Kary dwóch lat i dwóch miesięcy więzienia chce prokuratura dla motocyklisty oskarżonego o śmiertelne potrącenie 91-letniego pieszego we wsi Hornostaje Osada (woj. podlaskie). Obrona - uniewinnienia od zarzutu spowodowania tego wypadku. Motocyklista nie miał prawa jazdy i był po alkoholu.
Do wypadku doszło w czerwcu 2023 r. we wsi Hornostaje Osada k. Moniek (Podlaskie). Prokuratura zarzuca 41-letniemu motocykliście, że umyślnie naruszył zasady bezpieczeństwa w ruchu drogowym, jechał bez prawa jazdy i będąc w stanie nietrzeźwości (badanie krwi wykazało 0,74 promila), źle ocenił sytuację, nie dostosował prędkości do warunków i potrącił pieszego przechodzącego przez drogę.
Oskarżony przyznał się jedynie do jazdy pod wpływem alkoholu i bez uprawnień, ale nie do spowodowania śmiertelnego wypadku. Sąd Rejonowy w Białymstoku zamknął w czwartek przewód sądowy, a strony wygłosiły mowy końcowe.
"Umyślnie naruszył zasady bezpieczeństwa w ruchu lądowym"
Prokuratura uważa za udowodnione, że oskarżony umyślnie naruszył zasady bezpieczeństwa w ruchu lądowym, bo kierował motocyklem będąc w stanie nietrzeźwości, jechał zbyt szybko i doprowadził do śmiertelnego potrącenia pieszego. Prok. Jolanta Banasiuk z Prokuratury Rejonowej w Białymstoku podkreślała, że oskarżony "zachował się właściwie tak, jakby nie obowiązywały go reguły ruchu drogowego, których przestrzeganie ma przecież chronić życie i zdrowie uczestników".
"Nie budzi wątpliwości, że kierowanie pojazdem będąc w stanie nietrzeźwości jest nagminne i wymaga wyjątkowego napiętnowania" - mówiła w mowie końcowej. Wnioskowała o karę łączną dwóch lat i dwóch miesięcy więzienia, dożywotni zakaz prowadzenia pojazdów, po 10 tys. zł zadośćuczynienia dla bliskich ofiary - oskarżycieli posiłkowych w tej sprawie oraz o 5 tys. zł świadczenia pieniężnego na cel społeczny.
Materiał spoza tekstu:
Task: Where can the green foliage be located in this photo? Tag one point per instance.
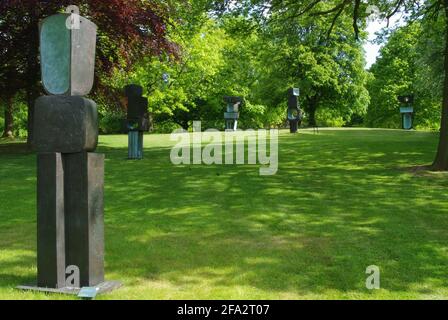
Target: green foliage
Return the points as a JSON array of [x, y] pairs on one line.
[[410, 62]]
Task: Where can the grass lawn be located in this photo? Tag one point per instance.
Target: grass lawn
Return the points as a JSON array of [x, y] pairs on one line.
[[342, 200]]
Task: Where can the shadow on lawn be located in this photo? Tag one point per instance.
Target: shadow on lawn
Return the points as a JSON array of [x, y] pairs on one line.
[[313, 227], [334, 208]]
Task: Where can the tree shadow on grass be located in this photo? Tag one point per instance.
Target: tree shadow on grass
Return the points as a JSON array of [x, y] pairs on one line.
[[337, 205], [313, 227]]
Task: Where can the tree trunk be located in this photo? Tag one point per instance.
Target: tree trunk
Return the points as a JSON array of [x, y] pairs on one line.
[[441, 161], [9, 120], [312, 107]]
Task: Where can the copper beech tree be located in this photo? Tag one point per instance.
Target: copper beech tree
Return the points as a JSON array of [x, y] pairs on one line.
[[127, 30]]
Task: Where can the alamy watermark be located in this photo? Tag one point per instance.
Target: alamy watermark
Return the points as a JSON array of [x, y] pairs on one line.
[[215, 147]]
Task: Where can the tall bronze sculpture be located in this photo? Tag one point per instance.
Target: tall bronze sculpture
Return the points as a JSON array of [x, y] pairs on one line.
[[294, 112], [232, 112], [137, 121], [70, 176], [407, 111]]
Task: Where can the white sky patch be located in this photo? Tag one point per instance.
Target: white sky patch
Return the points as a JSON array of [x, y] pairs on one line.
[[372, 50]]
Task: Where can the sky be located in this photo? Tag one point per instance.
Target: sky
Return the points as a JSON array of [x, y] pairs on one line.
[[372, 50]]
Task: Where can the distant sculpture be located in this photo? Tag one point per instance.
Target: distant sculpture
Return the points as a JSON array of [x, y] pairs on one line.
[[70, 177], [407, 111], [294, 113], [137, 120], [232, 115]]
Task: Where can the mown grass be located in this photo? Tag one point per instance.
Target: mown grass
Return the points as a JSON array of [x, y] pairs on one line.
[[342, 200]]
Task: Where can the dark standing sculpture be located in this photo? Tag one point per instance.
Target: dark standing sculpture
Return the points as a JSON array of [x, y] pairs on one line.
[[232, 115], [294, 112], [137, 120], [70, 176], [407, 111]]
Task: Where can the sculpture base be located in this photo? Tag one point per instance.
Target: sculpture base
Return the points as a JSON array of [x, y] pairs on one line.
[[104, 287]]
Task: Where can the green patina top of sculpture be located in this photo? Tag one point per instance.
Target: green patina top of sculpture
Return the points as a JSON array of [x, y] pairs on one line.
[[67, 50]]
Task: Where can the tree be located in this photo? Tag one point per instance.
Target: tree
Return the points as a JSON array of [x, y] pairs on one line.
[[394, 74], [128, 29], [415, 9]]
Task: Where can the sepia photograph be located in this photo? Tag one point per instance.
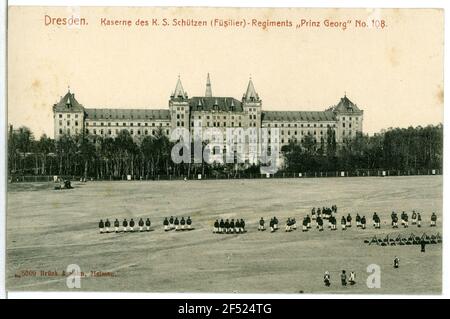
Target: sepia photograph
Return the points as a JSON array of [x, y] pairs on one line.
[[225, 150]]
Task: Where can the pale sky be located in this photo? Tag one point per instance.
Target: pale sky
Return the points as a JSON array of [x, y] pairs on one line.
[[394, 74]]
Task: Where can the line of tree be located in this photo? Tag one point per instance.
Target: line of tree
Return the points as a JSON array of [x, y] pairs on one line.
[[115, 158]]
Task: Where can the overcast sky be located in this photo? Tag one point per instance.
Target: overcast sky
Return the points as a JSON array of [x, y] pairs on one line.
[[395, 75]]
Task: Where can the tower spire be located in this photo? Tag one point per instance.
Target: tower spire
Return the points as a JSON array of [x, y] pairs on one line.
[[179, 91], [208, 92]]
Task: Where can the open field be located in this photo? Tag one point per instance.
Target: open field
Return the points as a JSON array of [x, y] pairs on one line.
[[48, 230]]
Pełnomocniczka oskarżycieli posiłkowych poparła wniosek o karę, złożyła wnioski o naprawienie szkody, odszkodowanie i zadośćuczynienie.
Kierowca twierdzi, że "nie miał możliwości uniknąć zdarzenia"
Obrona stoi na stanowisku, że nie można kierowcy motocykla przypisać winy za wypadek, bo - w jej ocenie - biorąc pod uwagę jeden z możliwych wariantów ruchu pieszego, motocyklista nie miał możliwości uniknięcia zderzenia.
Mec. Rafał Charkiewicz odwoływał się tu do opinii biegłego, który badał okoliczności potrącenia. Mówił, że w jednym z wariantów przebiegu zdarzenia przyjętych przez biegłego można mówić o tym, iż pieszy nagle i szybko wszedł na jezdnię, do tego wyszedł zza stojącego na poboczu samochodu, a kierowca nie miał szans uniknąć tego zderzenia.
Dlatego - uznając, że w sprawie są wątpliwości, których nie da się usunąć - obrońca wnioskował o uniewinnienie jego klienta od zarzutu spowodowania wypadku. Zwracał przy tym uwagę, że na drodze nie było wówczas znaku mówiącego, iż jest to teren zabudowany (z dopuszczalną prędkością 50 km/h), a motocyklista jechał "nieznacznie szybciej". Na terenie niezabudowanym dopuszczalna prędkość to 90 km/h.
Co do prowadzenia motocykla, będąc w stanie nietrzeźwości, obrona chce warunkowego umorzenia postępowania wobec oskarżonego, zapłaty przez niego 5 tys. zł świadczenia pieniężnego oraz rocznego zakazu prowadzenia pojazdów, ewentualnie 5 tys. zł grzywny.
Sam oskarżony krótko poparł wnioski swego obrońcy. "Naprawdę nie miałem możliwości uniknąć tego zderzenia" - mówił w swoim ostatnim słowie.
Wyrok białostockiego sądu rejonowego ma być ogłoszony za tydzień.